I HAVE a friend—a very near and dear one. She is regal, refined; she is understanding and fully devoted. She has made a place for herself very near to my heart, displacing all others. But none grudges the seat allotted to her as she is always silent and unimposing. She is so surrendered to my feelings that if I hug her to my bosom in front of one and all, she would neither protest nor feel shy nor show any sign of resistance. With all her emotions closed up, she would lie quietly, feeling the warmth of my heart. She is a darling.
She is quiet, so very quiet that, in all these years of our friendship, I have never heard her utter a word! So quiet and calm is she! You may be wondering then how she could be a friend. Well, our friendship is in silence and the friendship comes closer and closer as the silence grows deeper and deeper.
She has that rare quality of being very understanding which comes from wisdom and indeed she is wise. If for some reason or other I am disturbed and annoyed and for days I don't even look at her, she is there quietly waiting—no murmur or protest of any kind at my negligence. Waiting patiently till I come back to her and open up. Lo! there she is, giving me the exact words which soothe my revolting spirit and pull me out of turmoil. Isn't she a devoted and loving friend?
She is a poet. So often when I am with her, she opens a window to the beauty and grandeur of the world to starry nights and dew-drops on lotus leaves, to "the wind-stirred grass-lands winking in the sun" and points out to me how "pale waters ran like glimmering threads of pearl" and when I am solitary how "The moments came with ecstasy on their wings" and with their magic spell make me feel
The blue sea's chant, the rivulet's wandering voice
Are murmurs falling from the Eternal's harp.
She is my guide too. Although I think I am her boss because I can do whatever I like with her—take up other friends and pack her off—but in my heart I know it is she who has a tight and right hold on me. She will never call me back but I will, willingly or not, go back surely to her, rely on her and depend on her guidance through the turbulent times, her words echoing in my mind even if she is miles away from me. She has a telepathic insight of my being and has an invisible and invincible hold on me. Isn't she a reliable and loyal guide?

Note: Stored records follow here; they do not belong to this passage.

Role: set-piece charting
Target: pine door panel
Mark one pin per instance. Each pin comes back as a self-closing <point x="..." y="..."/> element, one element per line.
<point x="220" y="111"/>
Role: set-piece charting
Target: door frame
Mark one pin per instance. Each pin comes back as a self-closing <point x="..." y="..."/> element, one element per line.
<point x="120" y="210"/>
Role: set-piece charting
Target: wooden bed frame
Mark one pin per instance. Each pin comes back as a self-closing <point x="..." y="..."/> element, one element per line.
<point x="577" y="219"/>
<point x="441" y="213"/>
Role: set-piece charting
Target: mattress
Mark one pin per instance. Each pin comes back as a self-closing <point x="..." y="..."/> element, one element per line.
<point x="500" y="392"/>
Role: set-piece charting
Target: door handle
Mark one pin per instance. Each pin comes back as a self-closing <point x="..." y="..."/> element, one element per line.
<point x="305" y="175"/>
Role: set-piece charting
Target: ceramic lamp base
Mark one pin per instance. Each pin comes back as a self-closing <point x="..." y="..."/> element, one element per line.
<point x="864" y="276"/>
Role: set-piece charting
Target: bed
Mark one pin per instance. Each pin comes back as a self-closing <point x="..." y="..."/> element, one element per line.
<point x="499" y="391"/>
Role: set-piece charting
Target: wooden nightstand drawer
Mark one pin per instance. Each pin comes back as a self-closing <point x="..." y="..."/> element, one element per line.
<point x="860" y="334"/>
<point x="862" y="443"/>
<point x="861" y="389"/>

She is a philosopher. Giving me the clue to the origin of creation:
The first writhings of the cosmic serpent Force
Uncoiled from the mystic ring of Matter's trance;
It raised its head in the warm air of life.
She tells me:
All that transpires on earth and all beyond
Are parts of an illimitable plan
The One keeps in his heart and knows alone.
And when I find the happenings all turbulent, confusing and misleading, my philosopher-friend tells me that even in the seeming aimlessness there is a purpose and a divine plan.
She is a Guru, a Yogi, a Rishi and a visionary all blended together. Nothing can disturb her in this world. She has the knowledge of man's inner being and of the universal forces. How with care, slowly but steadily she moves me towards the goal she has set for me (I thinking I am her superior because I can pack her off or shut her up at my own sweet will). Not hurrying as I may revolt. Never, never abandoning me if I am slow and not up to her expectation. She waits patiently and sadly, I am sure (though as a Yogi nothing can disturb her, my heart says it hurts her) she laughs at my stupidity. So much she has guided, been a constant companion and given herself and yet I am hesitant, doubtful or lethargic. She waits and when I wake up to my stupidity and blame myself for hurting so close a friend and am penitent and look up to her, there she is waiting and, not saying a single word, she shows me the path to follow. And when she finds me all ready and eager to follow her will she nearly picks me up and pushes on ahead perhaps to catch up with the time lost. Isn't she an all-compassionate forgiving and vigilant Guru?
That is my friend, my guide, my guru in life. You may be tempted to snatch her away from me and make her yours. Impossible. She would not leave me nor will I let her go. But she can be a universal friend. A friend and a guide to every human being. Fully, totally giving herself to each one as she has given herself to me, guiding according to each individual's needs and capacity. The One Supreme dividing into many, for she herself is universal, eternal and infinite.
She is The Lord's supreme creation, perfect SAVITRI.